A Journey through the PYP Exhibition (part 2)

Working on a Frayer model about concepts

In the last post I wrote about the first week or so of our PYPx process, where the students chose a United Nations Sustainable Development Goal and the part of the transdisciplinary theme, Sharing the planet, to focus on. They had written me an email with their chosen area of focus and then been put into groups around their interests.

Thinking back to the mini-exhibition process I was a part of with Ryan and how I was going to get the students to the next stage I asked them to brainstorm as many questions as they could come up with around their chosen area of inquiry. Some of them wanted to do some research to see what they could ask and how they could develop their questions and some also started to organise their questions by key concept, although I hadn’t yet asked them to.

We talked about the sorts of questions to ask, the wide questions and how to ask really good questions to get to the crux of the issues they were looking at. We have been practising this all year, with every unit. I read an article on TED ideas, about questioning, recently: “Critical thinking is a 21st-century essential — here’s how to help kids learn it”, it talks about going beyond the what to the how, and why. My students were trying to organise their questions into key concept questions and every group had form and function questions. Were these questions less important? More shallow? Less worthy of inquiry? I don’t think so.

For my students understanding the form and function of the issue had to come first before they were able to inquire more deeply into the connections and perspectives. One group inquiring into food security had to really understand what that means and what it is before they could move on with anything else, including the action piece. They needed those conceptual understandings to start to access the concepts of what they were learning about. Without that first layer of inquiry further depth would be impossible in most cases.

The students organised their questions against the key concepts and tweaked, combined and honed their thinking. They chose the ones they were passionate about finding out about and importantly the ones they couldn’t answer already. We talked about having to do more than a quick internet search to get to the depth. Using sites like this one to summarise and access texts and online dictionaries to access language they started to unpack their questions and examine them for value. You need to bear in mind that none of my learners are first language English. From this process we wrote the questions into lines of inquiry: “an inquiry into…”.

I was all ready to pause now – let them start inquiring and thinking more about the concepts and learning before we tackled the writing of the central idea but the students had other ideas. They were on a roll and this was their exhibition and their process so I had to go with them, right? So, we started on the crafting of the central idea. I wanted to use the concept – verb – concept approach to writing it but before we could do that I really needed to know that they knew what a concept actually is.

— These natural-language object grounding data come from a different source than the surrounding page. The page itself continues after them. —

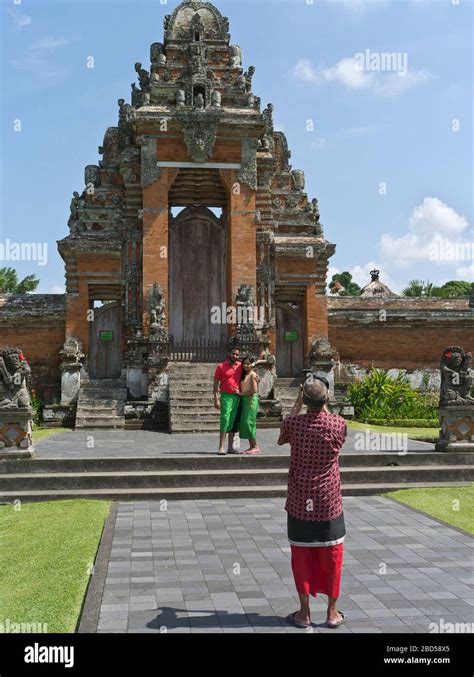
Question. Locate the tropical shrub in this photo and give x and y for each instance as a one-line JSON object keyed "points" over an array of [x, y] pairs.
{"points": [[382, 396]]}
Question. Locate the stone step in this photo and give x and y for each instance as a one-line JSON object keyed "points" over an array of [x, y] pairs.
{"points": [[221, 477], [196, 493], [200, 461], [102, 394]]}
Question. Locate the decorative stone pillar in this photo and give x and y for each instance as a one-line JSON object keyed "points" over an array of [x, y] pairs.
{"points": [[16, 412], [456, 406], [71, 371]]}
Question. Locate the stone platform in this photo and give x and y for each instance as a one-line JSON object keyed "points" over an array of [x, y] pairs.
{"points": [[125, 465]]}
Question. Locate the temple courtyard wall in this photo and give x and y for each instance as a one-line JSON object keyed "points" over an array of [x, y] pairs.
{"points": [[399, 333]]}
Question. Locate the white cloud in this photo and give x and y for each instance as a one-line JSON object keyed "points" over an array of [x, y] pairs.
{"points": [[348, 73], [20, 20], [50, 43], [436, 234], [358, 6], [361, 275]]}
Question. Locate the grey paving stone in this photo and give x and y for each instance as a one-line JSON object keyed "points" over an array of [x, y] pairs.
{"points": [[194, 546]]}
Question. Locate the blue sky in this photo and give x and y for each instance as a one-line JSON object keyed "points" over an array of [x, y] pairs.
{"points": [[388, 155]]}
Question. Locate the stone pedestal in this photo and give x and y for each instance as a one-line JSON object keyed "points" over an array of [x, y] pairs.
{"points": [[16, 426], [70, 383], [70, 371], [457, 428]]}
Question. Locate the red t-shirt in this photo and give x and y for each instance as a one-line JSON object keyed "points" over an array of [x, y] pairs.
{"points": [[315, 440], [229, 376]]}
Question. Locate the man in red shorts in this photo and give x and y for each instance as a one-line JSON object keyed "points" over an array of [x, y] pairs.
{"points": [[227, 379]]}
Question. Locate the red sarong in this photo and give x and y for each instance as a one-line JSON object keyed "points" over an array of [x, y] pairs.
{"points": [[317, 569]]}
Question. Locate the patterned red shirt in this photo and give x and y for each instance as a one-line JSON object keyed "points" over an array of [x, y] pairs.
{"points": [[314, 483]]}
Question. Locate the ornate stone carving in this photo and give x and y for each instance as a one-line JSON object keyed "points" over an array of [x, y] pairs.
{"points": [[14, 370], [248, 172], [150, 171], [71, 366], [200, 135], [157, 312], [199, 101], [143, 77], [157, 54], [456, 406], [298, 179], [456, 377], [92, 175], [216, 99], [321, 361], [235, 56]]}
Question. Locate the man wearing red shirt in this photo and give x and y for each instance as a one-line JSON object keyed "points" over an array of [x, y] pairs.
{"points": [[227, 379]]}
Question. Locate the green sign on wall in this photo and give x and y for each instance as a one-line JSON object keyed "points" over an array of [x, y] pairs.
{"points": [[291, 336], [106, 335]]}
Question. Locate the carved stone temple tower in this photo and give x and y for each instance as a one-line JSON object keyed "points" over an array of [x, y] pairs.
{"points": [[194, 138]]}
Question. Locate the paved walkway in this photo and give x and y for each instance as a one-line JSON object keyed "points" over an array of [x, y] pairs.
{"points": [[140, 443], [223, 566]]}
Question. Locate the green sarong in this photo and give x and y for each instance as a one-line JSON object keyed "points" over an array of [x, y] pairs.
{"points": [[248, 420], [229, 407]]}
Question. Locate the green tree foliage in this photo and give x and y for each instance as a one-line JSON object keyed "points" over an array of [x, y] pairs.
{"points": [[382, 396], [449, 290], [10, 284]]}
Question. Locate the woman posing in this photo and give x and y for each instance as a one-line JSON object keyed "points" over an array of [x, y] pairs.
{"points": [[248, 393]]}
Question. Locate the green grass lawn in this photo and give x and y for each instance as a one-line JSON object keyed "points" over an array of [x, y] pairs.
{"points": [[43, 433], [47, 554], [413, 433], [453, 505]]}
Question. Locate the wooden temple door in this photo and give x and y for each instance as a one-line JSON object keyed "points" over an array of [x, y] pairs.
{"points": [[197, 275], [105, 353], [290, 352]]}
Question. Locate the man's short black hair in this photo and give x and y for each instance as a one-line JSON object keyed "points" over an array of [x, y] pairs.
{"points": [[315, 392]]}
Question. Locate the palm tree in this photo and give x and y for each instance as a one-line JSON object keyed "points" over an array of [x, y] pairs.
{"points": [[9, 283]]}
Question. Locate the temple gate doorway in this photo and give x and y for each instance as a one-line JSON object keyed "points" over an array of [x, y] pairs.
{"points": [[290, 354], [105, 351]]}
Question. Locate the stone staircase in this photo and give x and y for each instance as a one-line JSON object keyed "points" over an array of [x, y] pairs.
{"points": [[101, 404], [189, 477], [191, 401]]}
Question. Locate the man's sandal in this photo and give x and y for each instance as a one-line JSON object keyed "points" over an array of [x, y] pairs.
{"points": [[292, 621], [336, 625]]}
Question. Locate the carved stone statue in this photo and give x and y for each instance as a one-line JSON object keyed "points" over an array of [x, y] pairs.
{"points": [[248, 79], [235, 56], [298, 179], [456, 377], [157, 311], [157, 54], [14, 370], [143, 77], [456, 404], [92, 175], [313, 209], [136, 95], [216, 98], [199, 101], [75, 203], [245, 310]]}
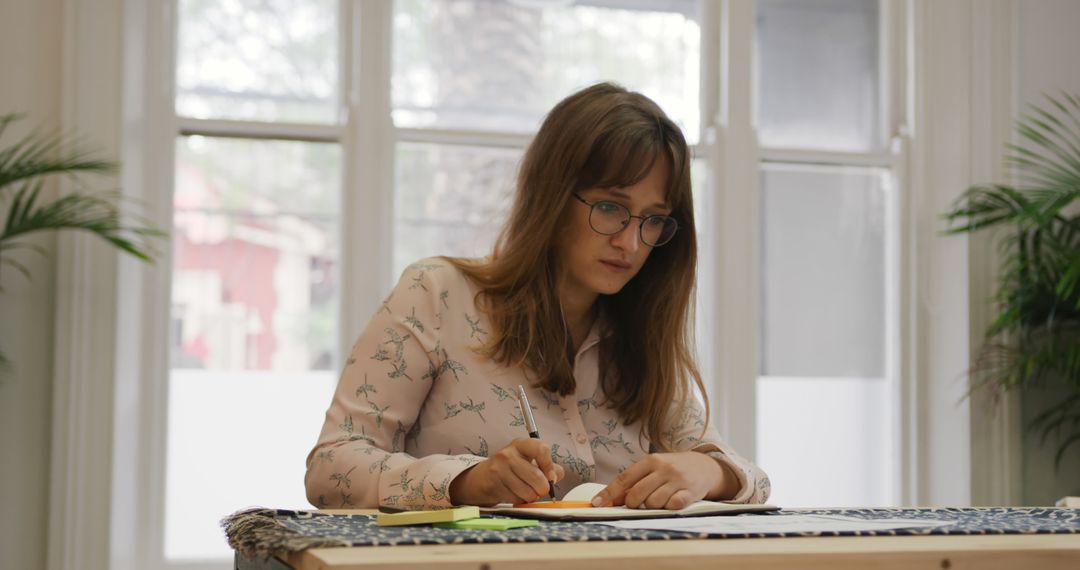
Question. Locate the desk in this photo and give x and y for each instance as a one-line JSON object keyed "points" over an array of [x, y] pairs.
{"points": [[1026, 552]]}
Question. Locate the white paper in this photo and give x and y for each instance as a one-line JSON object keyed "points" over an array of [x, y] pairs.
{"points": [[756, 524]]}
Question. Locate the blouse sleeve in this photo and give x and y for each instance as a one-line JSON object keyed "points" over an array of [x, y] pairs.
{"points": [[360, 461], [686, 435]]}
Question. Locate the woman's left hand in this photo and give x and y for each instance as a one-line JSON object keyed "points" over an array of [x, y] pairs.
{"points": [[667, 480]]}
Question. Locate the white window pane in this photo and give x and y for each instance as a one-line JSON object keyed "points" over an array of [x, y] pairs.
{"points": [[235, 439], [823, 265], [450, 200], [254, 314], [827, 442], [817, 73], [257, 59], [501, 65]]}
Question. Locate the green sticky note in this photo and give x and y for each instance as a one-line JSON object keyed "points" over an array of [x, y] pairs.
{"points": [[488, 524]]}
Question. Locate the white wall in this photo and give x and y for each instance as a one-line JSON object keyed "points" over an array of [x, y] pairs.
{"points": [[1048, 50], [30, 70]]}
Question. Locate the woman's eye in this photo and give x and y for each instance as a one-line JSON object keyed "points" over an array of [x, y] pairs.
{"points": [[608, 207]]}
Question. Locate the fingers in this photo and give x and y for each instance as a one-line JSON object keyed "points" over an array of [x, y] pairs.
{"points": [[514, 466], [649, 492], [539, 451], [656, 482], [529, 476], [616, 491]]}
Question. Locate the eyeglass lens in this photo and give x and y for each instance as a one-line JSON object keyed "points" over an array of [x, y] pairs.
{"points": [[609, 218]]}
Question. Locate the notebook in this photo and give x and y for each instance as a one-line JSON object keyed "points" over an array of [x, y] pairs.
{"points": [[426, 517], [586, 490]]}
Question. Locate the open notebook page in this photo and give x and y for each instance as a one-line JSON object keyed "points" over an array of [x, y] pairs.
{"points": [[586, 490]]}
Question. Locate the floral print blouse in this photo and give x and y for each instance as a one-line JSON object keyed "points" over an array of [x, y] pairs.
{"points": [[416, 405]]}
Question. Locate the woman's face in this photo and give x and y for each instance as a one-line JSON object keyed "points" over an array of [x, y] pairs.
{"points": [[602, 265]]}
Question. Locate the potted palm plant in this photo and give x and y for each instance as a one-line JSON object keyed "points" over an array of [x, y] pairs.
{"points": [[1034, 340], [26, 208]]}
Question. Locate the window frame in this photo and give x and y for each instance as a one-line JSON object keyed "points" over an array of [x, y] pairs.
{"points": [[727, 144]]}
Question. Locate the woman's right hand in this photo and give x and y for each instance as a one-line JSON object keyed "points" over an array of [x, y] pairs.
{"points": [[517, 473]]}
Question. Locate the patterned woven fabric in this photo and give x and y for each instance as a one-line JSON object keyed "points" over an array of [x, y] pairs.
{"points": [[267, 532]]}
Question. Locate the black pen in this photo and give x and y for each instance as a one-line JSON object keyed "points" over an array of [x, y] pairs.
{"points": [[530, 424]]}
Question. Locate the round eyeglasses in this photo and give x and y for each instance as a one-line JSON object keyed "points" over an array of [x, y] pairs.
{"points": [[609, 218]]}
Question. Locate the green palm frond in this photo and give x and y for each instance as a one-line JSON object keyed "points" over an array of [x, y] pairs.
{"points": [[1035, 337], [39, 154], [25, 165], [94, 213]]}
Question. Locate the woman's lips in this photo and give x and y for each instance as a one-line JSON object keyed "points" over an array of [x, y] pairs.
{"points": [[616, 265]]}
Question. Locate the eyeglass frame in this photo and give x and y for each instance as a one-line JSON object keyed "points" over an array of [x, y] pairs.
{"points": [[640, 226]]}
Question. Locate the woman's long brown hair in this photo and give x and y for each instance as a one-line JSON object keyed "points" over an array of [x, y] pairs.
{"points": [[603, 136]]}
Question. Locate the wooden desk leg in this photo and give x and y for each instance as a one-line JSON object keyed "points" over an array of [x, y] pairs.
{"points": [[271, 564]]}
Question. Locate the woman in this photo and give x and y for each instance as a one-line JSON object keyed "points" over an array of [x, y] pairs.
{"points": [[585, 302]]}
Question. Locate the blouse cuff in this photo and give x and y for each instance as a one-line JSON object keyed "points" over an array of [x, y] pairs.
{"points": [[427, 491]]}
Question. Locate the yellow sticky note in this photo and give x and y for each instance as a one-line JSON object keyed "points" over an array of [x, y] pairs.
{"points": [[427, 517]]}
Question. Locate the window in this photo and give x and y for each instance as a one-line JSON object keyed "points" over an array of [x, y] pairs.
{"points": [[255, 261], [826, 405], [277, 206]]}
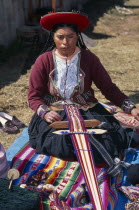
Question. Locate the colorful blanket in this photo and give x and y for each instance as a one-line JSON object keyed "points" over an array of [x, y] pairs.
{"points": [[66, 177]]}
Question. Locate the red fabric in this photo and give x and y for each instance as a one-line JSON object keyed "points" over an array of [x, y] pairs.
{"points": [[48, 21], [92, 71]]}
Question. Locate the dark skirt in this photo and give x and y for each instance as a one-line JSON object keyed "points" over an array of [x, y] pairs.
{"points": [[117, 139]]}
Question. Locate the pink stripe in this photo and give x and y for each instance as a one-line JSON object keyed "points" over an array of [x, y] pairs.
{"points": [[81, 144]]}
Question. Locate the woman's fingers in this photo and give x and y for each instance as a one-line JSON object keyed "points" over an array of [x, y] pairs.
{"points": [[52, 116]]}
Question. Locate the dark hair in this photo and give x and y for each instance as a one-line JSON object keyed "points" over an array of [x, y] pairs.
{"points": [[50, 45]]}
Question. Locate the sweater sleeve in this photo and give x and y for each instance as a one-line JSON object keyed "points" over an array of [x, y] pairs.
{"points": [[38, 84], [104, 83]]}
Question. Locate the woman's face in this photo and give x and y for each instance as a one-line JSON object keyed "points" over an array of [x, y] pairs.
{"points": [[65, 40]]}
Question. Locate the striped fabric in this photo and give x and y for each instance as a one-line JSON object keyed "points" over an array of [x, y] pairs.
{"points": [[66, 177], [84, 154]]}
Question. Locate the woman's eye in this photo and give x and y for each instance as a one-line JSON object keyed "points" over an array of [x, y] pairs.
{"points": [[60, 37]]}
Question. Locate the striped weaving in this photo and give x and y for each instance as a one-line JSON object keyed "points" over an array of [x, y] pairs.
{"points": [[67, 178], [84, 154]]}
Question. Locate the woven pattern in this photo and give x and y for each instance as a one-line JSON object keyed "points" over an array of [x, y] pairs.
{"points": [[66, 177]]}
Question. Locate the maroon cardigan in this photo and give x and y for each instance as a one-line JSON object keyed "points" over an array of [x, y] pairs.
{"points": [[90, 70]]}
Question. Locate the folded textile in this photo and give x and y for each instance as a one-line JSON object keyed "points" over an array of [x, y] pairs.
{"points": [[131, 192], [4, 166]]}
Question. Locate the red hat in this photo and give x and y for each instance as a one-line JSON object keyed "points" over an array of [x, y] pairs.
{"points": [[51, 19]]}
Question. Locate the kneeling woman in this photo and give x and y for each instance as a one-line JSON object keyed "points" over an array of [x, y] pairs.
{"points": [[64, 74]]}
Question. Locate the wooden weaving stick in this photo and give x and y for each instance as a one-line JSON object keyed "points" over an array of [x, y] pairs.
{"points": [[64, 124], [88, 131], [84, 154]]}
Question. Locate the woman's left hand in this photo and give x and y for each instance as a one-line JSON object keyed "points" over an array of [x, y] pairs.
{"points": [[135, 113]]}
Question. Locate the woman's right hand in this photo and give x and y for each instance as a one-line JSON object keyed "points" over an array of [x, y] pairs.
{"points": [[52, 116]]}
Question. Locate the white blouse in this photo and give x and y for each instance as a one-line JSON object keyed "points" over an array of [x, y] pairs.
{"points": [[67, 75]]}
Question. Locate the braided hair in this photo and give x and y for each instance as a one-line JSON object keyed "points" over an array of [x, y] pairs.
{"points": [[50, 45]]}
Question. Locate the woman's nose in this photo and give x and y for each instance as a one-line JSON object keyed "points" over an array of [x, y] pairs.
{"points": [[65, 40]]}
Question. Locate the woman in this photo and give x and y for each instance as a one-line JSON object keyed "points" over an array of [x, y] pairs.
{"points": [[65, 74]]}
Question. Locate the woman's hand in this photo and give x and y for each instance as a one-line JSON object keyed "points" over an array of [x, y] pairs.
{"points": [[135, 113], [52, 116]]}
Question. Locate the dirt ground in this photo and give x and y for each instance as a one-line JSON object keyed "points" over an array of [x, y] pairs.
{"points": [[113, 36]]}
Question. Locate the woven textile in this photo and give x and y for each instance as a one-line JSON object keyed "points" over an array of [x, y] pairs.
{"points": [[66, 177]]}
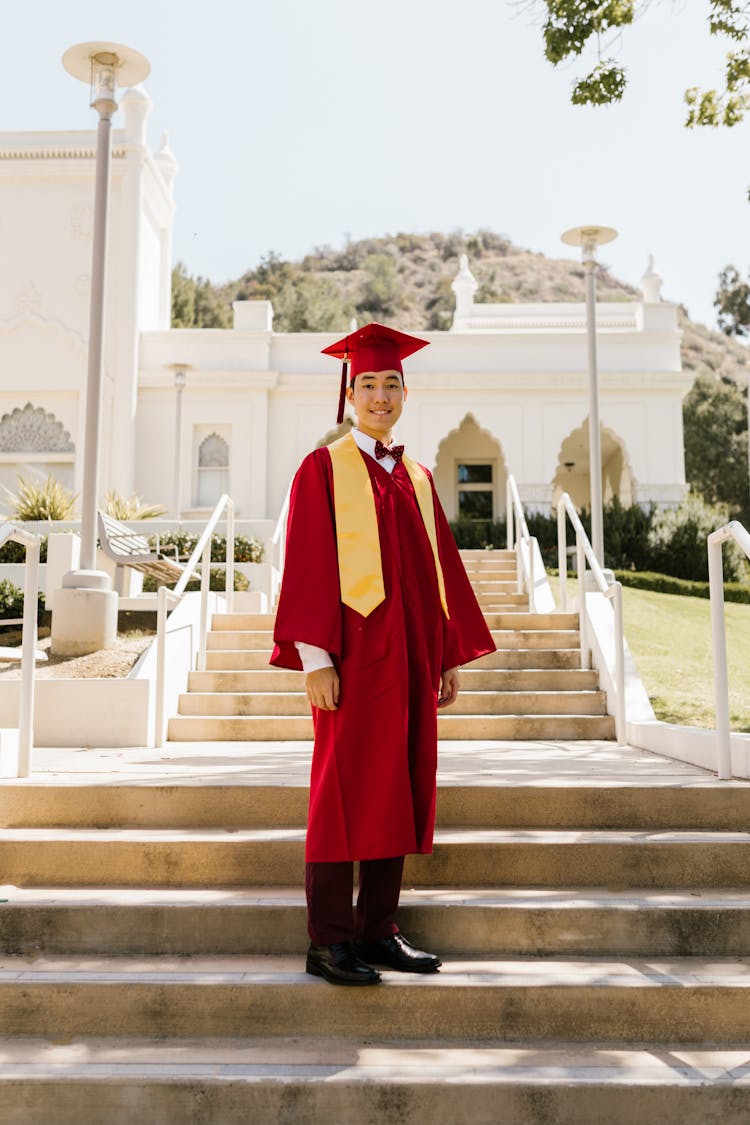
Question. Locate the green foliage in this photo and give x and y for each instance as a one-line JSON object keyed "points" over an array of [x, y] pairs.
{"points": [[732, 300], [36, 500], [671, 541], [715, 426], [130, 507], [16, 552], [677, 541], [570, 26], [381, 287], [476, 534], [245, 549], [665, 584], [196, 304], [216, 582], [11, 601]]}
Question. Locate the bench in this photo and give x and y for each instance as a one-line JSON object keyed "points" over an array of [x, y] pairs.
{"points": [[128, 548]]}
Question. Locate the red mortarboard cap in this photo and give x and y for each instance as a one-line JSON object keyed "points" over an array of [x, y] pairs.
{"points": [[372, 348]]}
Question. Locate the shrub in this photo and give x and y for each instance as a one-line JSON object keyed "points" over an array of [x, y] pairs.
{"points": [[677, 541], [130, 507], [667, 584], [36, 501], [216, 582], [16, 552]]}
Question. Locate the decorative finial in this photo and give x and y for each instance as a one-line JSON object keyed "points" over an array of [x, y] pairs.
{"points": [[651, 284]]}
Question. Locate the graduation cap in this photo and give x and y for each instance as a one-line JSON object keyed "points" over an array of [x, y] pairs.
{"points": [[373, 348]]}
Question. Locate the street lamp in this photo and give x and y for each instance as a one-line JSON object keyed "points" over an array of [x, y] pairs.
{"points": [[180, 379], [588, 239], [91, 622]]}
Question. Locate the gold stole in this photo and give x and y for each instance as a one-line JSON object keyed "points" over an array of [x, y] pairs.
{"points": [[360, 566]]}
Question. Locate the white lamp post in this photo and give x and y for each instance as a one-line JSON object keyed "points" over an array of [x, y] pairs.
{"points": [[180, 379], [87, 623], [588, 239]]}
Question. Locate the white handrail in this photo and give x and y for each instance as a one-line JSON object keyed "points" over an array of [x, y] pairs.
{"points": [[518, 538], [28, 642], [716, 539], [279, 548], [611, 591], [202, 552]]}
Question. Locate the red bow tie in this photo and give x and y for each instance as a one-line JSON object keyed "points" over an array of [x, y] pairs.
{"points": [[395, 451]]}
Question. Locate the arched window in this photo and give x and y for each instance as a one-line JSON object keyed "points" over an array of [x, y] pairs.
{"points": [[213, 469]]}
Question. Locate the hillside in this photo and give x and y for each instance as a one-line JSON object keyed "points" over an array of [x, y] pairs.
{"points": [[406, 279]]}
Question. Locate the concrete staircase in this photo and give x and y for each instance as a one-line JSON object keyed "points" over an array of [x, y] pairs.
{"points": [[531, 687], [595, 928]]}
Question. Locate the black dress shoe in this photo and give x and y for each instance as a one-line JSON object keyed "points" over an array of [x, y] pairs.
{"points": [[340, 964], [397, 952]]}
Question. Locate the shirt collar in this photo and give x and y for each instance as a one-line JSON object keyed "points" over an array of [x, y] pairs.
{"points": [[364, 441]]}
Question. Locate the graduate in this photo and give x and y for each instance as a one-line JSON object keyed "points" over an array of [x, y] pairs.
{"points": [[377, 610]]}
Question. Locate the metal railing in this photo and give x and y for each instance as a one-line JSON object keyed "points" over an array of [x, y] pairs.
{"points": [[201, 556], [521, 541], [279, 549], [28, 641], [611, 591], [735, 531]]}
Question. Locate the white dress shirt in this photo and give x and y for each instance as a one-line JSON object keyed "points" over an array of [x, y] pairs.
{"points": [[310, 655]]}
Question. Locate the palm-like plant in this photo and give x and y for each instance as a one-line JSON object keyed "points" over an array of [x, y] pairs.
{"points": [[37, 500], [130, 507]]}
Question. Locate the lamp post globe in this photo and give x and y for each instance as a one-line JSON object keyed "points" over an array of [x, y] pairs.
{"points": [[86, 608]]}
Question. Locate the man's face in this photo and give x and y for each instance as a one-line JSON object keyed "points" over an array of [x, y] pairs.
{"points": [[378, 399]]}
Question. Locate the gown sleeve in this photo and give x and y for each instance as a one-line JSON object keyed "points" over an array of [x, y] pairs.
{"points": [[309, 603], [466, 636]]}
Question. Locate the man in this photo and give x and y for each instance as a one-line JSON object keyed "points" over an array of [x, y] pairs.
{"points": [[378, 611]]}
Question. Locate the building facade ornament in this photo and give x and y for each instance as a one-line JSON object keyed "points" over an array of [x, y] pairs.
{"points": [[32, 430], [651, 284]]}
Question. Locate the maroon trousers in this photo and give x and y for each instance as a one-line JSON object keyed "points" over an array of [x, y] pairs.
{"points": [[330, 914]]}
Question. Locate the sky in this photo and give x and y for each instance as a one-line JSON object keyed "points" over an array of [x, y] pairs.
{"points": [[305, 123]]}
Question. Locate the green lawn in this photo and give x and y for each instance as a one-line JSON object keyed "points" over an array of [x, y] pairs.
{"points": [[669, 637]]}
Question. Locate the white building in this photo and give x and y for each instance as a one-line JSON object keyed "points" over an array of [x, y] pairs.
{"points": [[504, 392]]}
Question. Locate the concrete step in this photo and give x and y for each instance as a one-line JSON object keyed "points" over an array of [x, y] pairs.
{"points": [[241, 640], [500, 802], [264, 680], [481, 555], [272, 680], [527, 658], [517, 636], [468, 703], [238, 660], [535, 638], [458, 921], [345, 1081], [243, 621], [462, 856], [506, 601], [678, 1000], [534, 621], [462, 727], [549, 632]]}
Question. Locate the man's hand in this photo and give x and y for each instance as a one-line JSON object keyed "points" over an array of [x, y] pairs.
{"points": [[449, 687], [322, 689]]}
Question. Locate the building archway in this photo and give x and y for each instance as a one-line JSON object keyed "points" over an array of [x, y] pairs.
{"points": [[470, 473], [572, 471]]}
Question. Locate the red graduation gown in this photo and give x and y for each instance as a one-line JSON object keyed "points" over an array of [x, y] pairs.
{"points": [[372, 783]]}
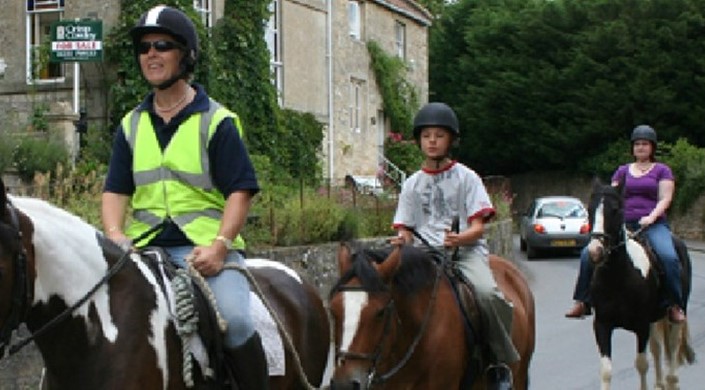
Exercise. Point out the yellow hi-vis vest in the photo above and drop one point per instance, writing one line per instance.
(176, 182)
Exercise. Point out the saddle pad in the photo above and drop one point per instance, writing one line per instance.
(271, 339)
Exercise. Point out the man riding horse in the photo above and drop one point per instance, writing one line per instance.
(179, 161)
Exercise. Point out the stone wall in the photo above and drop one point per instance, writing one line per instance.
(317, 264)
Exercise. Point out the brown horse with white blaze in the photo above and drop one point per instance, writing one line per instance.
(398, 325)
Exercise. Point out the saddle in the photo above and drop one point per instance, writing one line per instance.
(683, 257)
(475, 333)
(205, 317)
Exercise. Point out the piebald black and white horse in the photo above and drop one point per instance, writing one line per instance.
(626, 293)
(103, 319)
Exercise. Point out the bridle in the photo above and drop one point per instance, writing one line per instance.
(22, 293)
(22, 296)
(373, 377)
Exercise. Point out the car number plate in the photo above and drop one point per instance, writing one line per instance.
(563, 243)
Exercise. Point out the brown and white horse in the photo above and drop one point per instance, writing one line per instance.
(397, 324)
(103, 320)
(626, 293)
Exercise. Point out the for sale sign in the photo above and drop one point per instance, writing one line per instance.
(79, 40)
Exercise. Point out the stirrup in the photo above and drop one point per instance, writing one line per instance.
(499, 377)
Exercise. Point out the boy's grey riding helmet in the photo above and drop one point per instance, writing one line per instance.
(644, 132)
(167, 20)
(436, 114)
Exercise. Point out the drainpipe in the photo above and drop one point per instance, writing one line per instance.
(331, 116)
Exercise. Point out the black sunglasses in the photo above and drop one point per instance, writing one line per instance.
(160, 46)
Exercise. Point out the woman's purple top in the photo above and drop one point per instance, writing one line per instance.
(641, 193)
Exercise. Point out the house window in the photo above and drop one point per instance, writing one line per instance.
(40, 15)
(354, 19)
(356, 104)
(400, 39)
(204, 8)
(273, 38)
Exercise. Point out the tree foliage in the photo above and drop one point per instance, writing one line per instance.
(542, 84)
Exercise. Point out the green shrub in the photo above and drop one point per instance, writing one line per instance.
(317, 219)
(688, 165)
(37, 155)
(7, 146)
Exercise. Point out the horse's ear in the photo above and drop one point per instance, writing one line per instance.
(596, 184)
(389, 266)
(344, 258)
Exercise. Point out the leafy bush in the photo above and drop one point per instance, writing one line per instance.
(7, 146)
(318, 219)
(688, 165)
(37, 155)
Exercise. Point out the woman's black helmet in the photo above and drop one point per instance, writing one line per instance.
(436, 114)
(644, 132)
(167, 20)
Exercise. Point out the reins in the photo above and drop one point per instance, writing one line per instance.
(14, 348)
(379, 379)
(21, 292)
(375, 379)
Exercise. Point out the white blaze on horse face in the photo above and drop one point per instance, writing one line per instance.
(160, 318)
(639, 256)
(353, 303)
(69, 262)
(595, 245)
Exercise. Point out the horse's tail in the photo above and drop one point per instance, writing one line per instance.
(686, 354)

As a school we had had a PYP assembly around concepts, I had made a video for parents about what concepts are by interviewing students. We had written lines of inquiry in class before and worked on creating and improving central ideas. The students could rattle off the key concepts and name some of the related ones they had come across, and some could even identify some of the concepts in the questions they had written. But, what is a concept?

We worked on the Frayer model pictured above. After the examples and non-examples they were stuck and needed a lot of help with the characteristics, possibly because they found it hard to articulate in English. Once we had come up with that list though they found the next steps so much more accessible and were more confident in their attempts to craft their central ideas.

I learned two important things in this stage of the exhibition process:

  • The form and function questions are more important to attain real depth of understanding than I had previously thought and were essential to most of my groups.
  • Although we can name concepts and understand them at some level they are really hard to define as a concept in themselves. This is something I think we should do more with the students, earlier and when they are younger.

Maybe other PYP teachers already do all of this as second nature I am sure. As I said in the first post a lot of this is new to me both as PYP coordinator and as a first time exhibition teacher. The really thinking about what makes a concept a concept, and what makes you say that, made this process so much more meaningful to my students and their understandings deeper. Lots of aha moments for us all, which is, I guess, what we are all striving for isn’t it?